Der Bundesverband Deutscher Detektive (BDD) hat die Ermittlungsdaten für das Wirtschaftsjahr 2007 vorgelegt und weist in diesem Zusammenhang auf zwei für die Branche überraschende Entwicklungen im Bereich der Mitarbeiterkriminalität hin.
Erstmals seit Jahren ist Zahl der Aufträge aus der Wirtschaft, bei denen Privatermittler sich um das Fehlverhalten von Mitarbeitern kümmern mussten, zurückgegangen. Machten sie im Jahr 2005 noch 69 Prozent und 2006 rund 70 Prozent aus, waren es im vergangenen Jahr nur noch 58 Prozent. Bezogen auf alle Detektivaufträge ist es ein Rückgang von 40 auf 32 Prozent. Als Grund hierfür nennt der BDD das härtere Vorgehen der Betriebe und damit die Angst der Mitarbeiter vor Sanktionen. Konnte der Detektiv gerichtsverwertbare Ergebnisse liefern, wurde wesentlich öfter Anklage erhoben statt die Angelegenheit intern zu regeln. Entschieden sich in den Jahren 2005 und 2006 noch mehr als die Hälfte der Unternehmen dazu, nicht vor Gericht zu ziehen, sind es nunmehr nur noch 43 Prozent.
Der zweite Trend, den der Bundesverband ausmachte, bezieht sich auf die Art der Vergehen, die Mitarbeitern zur Last gelegt und von Ermittlern aufgedeckt wurden.
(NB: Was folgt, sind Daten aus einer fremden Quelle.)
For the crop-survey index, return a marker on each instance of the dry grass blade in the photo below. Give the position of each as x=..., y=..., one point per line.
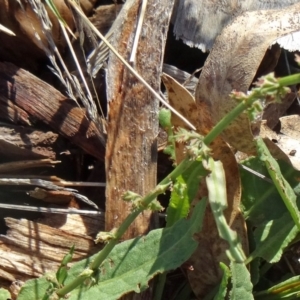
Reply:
x=6, y=30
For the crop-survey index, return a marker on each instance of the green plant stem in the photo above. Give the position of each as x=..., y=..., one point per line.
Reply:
x=160, y=188
x=220, y=126
x=164, y=184
x=160, y=285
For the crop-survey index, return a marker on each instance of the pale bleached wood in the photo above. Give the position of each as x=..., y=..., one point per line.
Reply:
x=131, y=151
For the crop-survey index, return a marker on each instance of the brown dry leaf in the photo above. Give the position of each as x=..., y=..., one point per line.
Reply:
x=211, y=250
x=232, y=65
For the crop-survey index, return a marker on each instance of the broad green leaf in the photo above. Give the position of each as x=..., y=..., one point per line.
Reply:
x=283, y=187
x=223, y=285
x=273, y=237
x=132, y=263
x=275, y=227
x=216, y=185
x=241, y=282
x=184, y=192
x=259, y=195
x=4, y=294
x=289, y=289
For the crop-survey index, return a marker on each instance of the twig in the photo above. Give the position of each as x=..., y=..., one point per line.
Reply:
x=142, y=80
x=138, y=32
x=52, y=210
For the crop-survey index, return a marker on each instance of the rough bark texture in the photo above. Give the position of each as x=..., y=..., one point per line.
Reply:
x=43, y=102
x=31, y=249
x=28, y=143
x=131, y=151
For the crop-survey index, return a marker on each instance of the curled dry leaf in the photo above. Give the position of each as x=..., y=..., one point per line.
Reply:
x=288, y=140
x=211, y=250
x=232, y=65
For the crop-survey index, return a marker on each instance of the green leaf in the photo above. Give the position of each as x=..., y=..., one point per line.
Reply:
x=184, y=192
x=275, y=228
x=132, y=263
x=216, y=185
x=4, y=294
x=241, y=282
x=288, y=289
x=284, y=189
x=272, y=238
x=223, y=285
x=259, y=195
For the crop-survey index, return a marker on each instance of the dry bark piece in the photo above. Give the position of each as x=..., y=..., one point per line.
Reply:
x=29, y=143
x=58, y=197
x=31, y=249
x=45, y=103
x=241, y=45
x=24, y=48
x=131, y=151
x=104, y=16
x=12, y=113
x=199, y=22
x=26, y=164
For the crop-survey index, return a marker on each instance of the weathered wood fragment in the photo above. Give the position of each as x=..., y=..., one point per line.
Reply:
x=131, y=151
x=28, y=143
x=30, y=249
x=43, y=102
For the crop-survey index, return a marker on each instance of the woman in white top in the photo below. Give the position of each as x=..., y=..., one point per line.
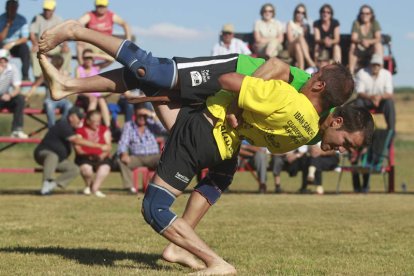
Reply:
x=297, y=30
x=268, y=33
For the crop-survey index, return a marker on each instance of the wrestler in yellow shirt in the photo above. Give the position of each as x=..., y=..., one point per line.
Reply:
x=274, y=115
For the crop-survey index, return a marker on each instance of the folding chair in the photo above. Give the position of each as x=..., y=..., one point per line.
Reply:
x=372, y=161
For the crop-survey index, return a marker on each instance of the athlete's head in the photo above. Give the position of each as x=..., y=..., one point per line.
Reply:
x=339, y=85
x=347, y=127
x=334, y=83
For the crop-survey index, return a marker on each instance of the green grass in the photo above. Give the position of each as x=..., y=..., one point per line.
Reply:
x=260, y=234
x=288, y=234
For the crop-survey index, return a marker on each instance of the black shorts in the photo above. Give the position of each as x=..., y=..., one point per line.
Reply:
x=92, y=160
x=190, y=148
x=199, y=76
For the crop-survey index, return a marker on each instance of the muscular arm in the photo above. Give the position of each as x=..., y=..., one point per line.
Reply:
x=231, y=82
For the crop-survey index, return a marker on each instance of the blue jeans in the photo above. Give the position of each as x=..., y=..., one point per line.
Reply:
x=50, y=106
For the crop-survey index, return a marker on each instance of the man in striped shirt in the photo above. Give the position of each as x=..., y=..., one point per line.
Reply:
x=138, y=146
x=10, y=96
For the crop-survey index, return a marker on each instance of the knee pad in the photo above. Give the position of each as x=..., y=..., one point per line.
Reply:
x=156, y=208
x=159, y=72
x=208, y=190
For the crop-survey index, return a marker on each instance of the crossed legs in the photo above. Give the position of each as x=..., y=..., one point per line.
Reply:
x=180, y=232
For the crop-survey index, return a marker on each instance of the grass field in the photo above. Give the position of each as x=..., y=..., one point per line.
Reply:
x=288, y=234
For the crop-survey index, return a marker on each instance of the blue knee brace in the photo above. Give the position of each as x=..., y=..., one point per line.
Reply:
x=159, y=72
x=156, y=208
x=208, y=190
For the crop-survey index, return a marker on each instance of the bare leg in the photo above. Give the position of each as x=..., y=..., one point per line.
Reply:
x=73, y=30
x=93, y=103
x=352, y=58
x=103, y=106
x=182, y=234
x=87, y=174
x=101, y=174
x=61, y=86
x=197, y=207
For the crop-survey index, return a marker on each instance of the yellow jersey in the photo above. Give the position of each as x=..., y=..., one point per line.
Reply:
x=275, y=116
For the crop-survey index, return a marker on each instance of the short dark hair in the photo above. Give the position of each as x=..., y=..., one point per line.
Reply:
x=300, y=5
x=359, y=17
x=356, y=118
x=339, y=85
x=267, y=5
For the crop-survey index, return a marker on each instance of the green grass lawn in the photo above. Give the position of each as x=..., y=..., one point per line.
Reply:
x=288, y=234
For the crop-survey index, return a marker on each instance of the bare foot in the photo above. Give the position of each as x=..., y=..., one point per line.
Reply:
x=175, y=254
x=53, y=78
x=222, y=268
x=58, y=34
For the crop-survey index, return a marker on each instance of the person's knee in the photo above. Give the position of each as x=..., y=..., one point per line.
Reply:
x=156, y=208
x=20, y=99
x=86, y=170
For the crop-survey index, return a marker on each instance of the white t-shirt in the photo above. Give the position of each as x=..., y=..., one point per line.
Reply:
x=269, y=29
x=237, y=46
x=366, y=83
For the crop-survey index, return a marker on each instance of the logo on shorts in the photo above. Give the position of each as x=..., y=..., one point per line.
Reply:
x=196, y=78
x=182, y=178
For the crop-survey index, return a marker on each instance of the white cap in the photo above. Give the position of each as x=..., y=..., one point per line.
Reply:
x=4, y=54
x=377, y=59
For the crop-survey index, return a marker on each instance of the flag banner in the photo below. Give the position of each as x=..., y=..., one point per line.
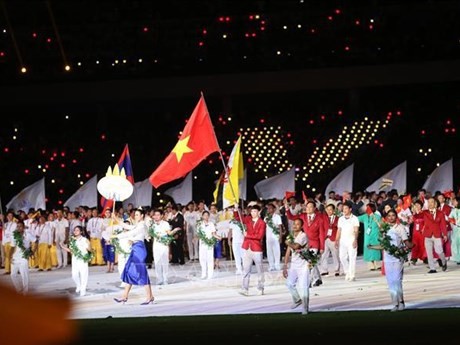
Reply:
x=343, y=182
x=276, y=186
x=393, y=179
x=86, y=195
x=142, y=194
x=182, y=193
x=231, y=188
x=197, y=141
x=32, y=196
x=124, y=162
x=243, y=185
x=441, y=179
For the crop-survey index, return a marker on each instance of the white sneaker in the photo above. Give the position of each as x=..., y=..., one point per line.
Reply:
x=244, y=292
x=296, y=304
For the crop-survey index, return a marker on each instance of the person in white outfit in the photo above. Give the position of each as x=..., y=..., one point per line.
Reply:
x=394, y=263
x=206, y=231
x=272, y=238
x=61, y=237
x=20, y=251
x=347, y=240
x=191, y=217
x=298, y=274
x=122, y=246
x=80, y=248
x=236, y=238
x=162, y=235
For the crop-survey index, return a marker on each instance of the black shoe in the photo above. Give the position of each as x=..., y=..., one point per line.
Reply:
x=317, y=283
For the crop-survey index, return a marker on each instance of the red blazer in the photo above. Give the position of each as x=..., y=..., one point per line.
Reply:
x=254, y=234
x=446, y=210
x=331, y=225
x=316, y=230
x=434, y=226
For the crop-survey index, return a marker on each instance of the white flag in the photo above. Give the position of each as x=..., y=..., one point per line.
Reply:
x=441, y=179
x=142, y=194
x=342, y=182
x=276, y=186
x=86, y=195
x=393, y=179
x=182, y=193
x=30, y=197
x=243, y=185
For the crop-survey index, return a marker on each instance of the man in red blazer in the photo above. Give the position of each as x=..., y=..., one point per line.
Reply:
x=315, y=228
x=331, y=220
x=254, y=234
x=435, y=232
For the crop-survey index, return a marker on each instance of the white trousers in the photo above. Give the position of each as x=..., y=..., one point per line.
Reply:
x=238, y=254
x=329, y=250
x=394, y=274
x=436, y=243
x=206, y=261
x=192, y=244
x=161, y=259
x=348, y=256
x=61, y=253
x=80, y=275
x=248, y=258
x=273, y=253
x=298, y=284
x=21, y=280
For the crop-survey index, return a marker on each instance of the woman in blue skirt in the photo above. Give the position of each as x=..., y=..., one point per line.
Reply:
x=135, y=271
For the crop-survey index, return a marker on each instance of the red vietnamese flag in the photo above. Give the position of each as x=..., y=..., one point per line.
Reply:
x=197, y=141
x=407, y=202
x=369, y=210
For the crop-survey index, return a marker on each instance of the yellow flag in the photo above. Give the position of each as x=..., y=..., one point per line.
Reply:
x=235, y=173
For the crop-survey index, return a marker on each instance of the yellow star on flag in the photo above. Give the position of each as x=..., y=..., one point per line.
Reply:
x=181, y=148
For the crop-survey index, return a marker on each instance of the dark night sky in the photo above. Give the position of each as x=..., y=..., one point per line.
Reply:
x=101, y=31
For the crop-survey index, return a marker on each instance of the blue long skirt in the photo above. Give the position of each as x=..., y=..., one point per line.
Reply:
x=135, y=271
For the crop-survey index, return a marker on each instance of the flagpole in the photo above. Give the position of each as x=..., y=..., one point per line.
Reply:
x=225, y=169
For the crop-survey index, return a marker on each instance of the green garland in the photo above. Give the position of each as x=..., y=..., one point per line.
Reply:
x=310, y=256
x=165, y=239
x=269, y=222
x=26, y=252
x=77, y=253
x=116, y=244
x=239, y=224
x=400, y=252
x=210, y=242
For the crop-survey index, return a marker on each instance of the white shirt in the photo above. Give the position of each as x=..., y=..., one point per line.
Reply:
x=18, y=252
x=398, y=235
x=82, y=244
x=276, y=220
x=208, y=229
x=347, y=228
x=161, y=229
x=135, y=232
x=296, y=259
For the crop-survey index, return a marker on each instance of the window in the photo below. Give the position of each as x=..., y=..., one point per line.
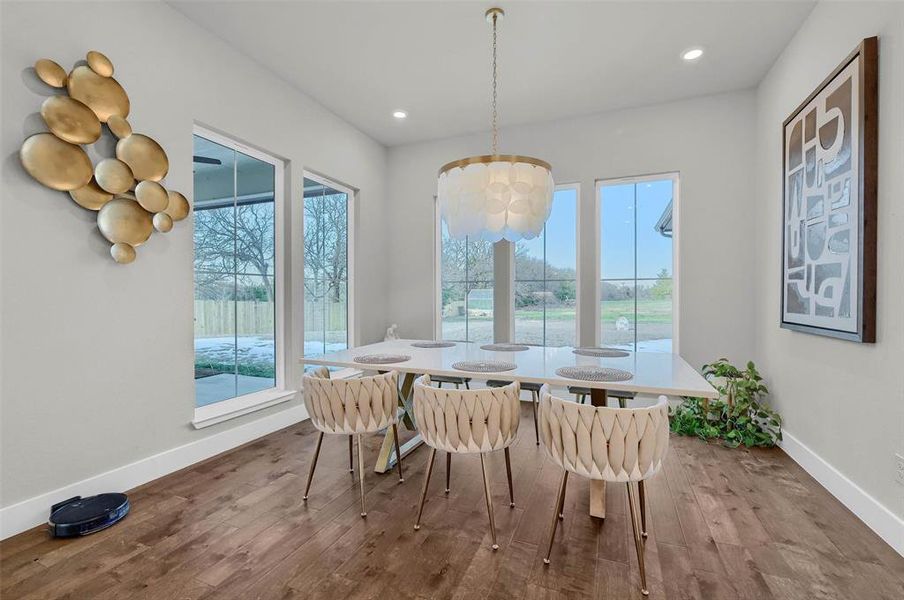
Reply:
x=466, y=284
x=545, y=292
x=636, y=262
x=237, y=199
x=328, y=213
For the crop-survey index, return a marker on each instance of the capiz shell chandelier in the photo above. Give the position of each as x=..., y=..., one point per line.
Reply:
x=495, y=196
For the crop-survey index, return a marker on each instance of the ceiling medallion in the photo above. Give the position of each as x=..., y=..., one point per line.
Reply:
x=58, y=161
x=495, y=196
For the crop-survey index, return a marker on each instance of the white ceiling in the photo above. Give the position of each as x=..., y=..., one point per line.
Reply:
x=363, y=60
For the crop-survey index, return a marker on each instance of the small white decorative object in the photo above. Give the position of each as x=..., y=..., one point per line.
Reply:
x=391, y=333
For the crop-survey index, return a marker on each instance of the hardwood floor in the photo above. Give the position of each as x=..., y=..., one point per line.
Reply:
x=723, y=524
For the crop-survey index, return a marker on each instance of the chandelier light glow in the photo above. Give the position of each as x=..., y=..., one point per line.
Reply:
x=495, y=196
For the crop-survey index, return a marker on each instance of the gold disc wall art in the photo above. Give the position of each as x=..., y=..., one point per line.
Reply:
x=57, y=160
x=70, y=120
x=103, y=94
x=145, y=156
x=51, y=73
x=57, y=164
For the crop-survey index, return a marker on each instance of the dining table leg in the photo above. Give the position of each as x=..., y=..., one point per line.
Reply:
x=387, y=458
x=597, y=486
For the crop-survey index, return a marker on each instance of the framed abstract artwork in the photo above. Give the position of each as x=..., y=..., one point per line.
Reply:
x=829, y=179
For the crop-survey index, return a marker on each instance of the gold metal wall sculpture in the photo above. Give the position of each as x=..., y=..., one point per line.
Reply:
x=126, y=191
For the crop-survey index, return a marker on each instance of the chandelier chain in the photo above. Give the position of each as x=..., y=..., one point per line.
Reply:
x=495, y=132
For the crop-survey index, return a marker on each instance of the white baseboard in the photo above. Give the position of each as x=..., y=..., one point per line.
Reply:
x=24, y=515
x=877, y=517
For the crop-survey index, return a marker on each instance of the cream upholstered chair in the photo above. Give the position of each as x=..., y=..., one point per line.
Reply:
x=612, y=444
x=351, y=407
x=467, y=422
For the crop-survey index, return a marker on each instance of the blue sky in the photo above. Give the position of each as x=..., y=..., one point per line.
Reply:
x=617, y=224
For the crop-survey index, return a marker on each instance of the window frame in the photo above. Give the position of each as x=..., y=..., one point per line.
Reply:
x=675, y=178
x=438, y=279
x=217, y=412
x=350, y=199
x=577, y=271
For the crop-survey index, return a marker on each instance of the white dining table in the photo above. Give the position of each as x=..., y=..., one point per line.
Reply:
x=656, y=373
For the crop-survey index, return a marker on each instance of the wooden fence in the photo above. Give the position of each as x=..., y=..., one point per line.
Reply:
x=247, y=317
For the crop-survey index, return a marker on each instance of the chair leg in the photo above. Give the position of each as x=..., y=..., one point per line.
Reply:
x=351, y=454
x=508, y=472
x=555, y=516
x=448, y=471
x=361, y=472
x=486, y=489
x=638, y=540
x=643, y=508
x=307, y=487
x=561, y=507
x=395, y=435
x=535, y=400
x=420, y=508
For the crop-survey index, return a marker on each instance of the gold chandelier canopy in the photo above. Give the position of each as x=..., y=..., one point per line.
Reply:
x=495, y=196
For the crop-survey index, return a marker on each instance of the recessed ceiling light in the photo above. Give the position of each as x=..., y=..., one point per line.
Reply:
x=692, y=54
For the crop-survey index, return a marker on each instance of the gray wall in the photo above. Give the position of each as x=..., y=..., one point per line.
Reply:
x=97, y=357
x=709, y=140
x=843, y=400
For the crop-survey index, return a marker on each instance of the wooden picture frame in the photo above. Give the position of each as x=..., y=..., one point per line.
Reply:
x=830, y=165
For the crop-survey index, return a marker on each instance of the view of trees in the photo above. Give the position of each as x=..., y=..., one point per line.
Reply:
x=234, y=239
x=326, y=243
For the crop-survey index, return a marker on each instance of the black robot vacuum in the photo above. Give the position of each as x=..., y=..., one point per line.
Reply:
x=81, y=516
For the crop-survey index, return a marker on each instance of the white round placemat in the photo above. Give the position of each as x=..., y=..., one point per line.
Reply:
x=602, y=352
x=484, y=366
x=505, y=347
x=381, y=359
x=594, y=373
x=433, y=344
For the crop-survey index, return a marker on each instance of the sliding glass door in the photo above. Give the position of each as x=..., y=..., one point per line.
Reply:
x=235, y=196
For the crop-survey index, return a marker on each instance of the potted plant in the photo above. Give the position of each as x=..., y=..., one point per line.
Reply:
x=739, y=416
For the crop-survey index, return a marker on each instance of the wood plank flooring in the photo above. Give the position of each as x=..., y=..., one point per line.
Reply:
x=724, y=523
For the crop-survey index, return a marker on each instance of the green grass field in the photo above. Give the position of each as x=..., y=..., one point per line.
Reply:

Stand unberechtigtes Krankfeiern über Jahre hinweg unangefochten auf Platz eins, nehmen jetzt Delikte wie Untreue, Geheimnisverrat, Unterschlagung und Diebstahl den Spitzenplatz ein. Diese Entwicklung führt der BDD darauf zurück, dass die sozialen Werte in den Unternehmen immer weiter abgebaut würden und häufiger Massenentlastungen drohten. Die Loyalität zum Arbeitgeber sei nicht mehr gegeben, was zum Teil auch am schlechten Betriebsmanagement liege.
Den oben geschilderten Sachverhalt bestätigt auch unsere Erfahrung. Nachzulesen unter: Sinkende Arbeitslosenzahlen führen zu mehr vorgetäuschten Krankheiten.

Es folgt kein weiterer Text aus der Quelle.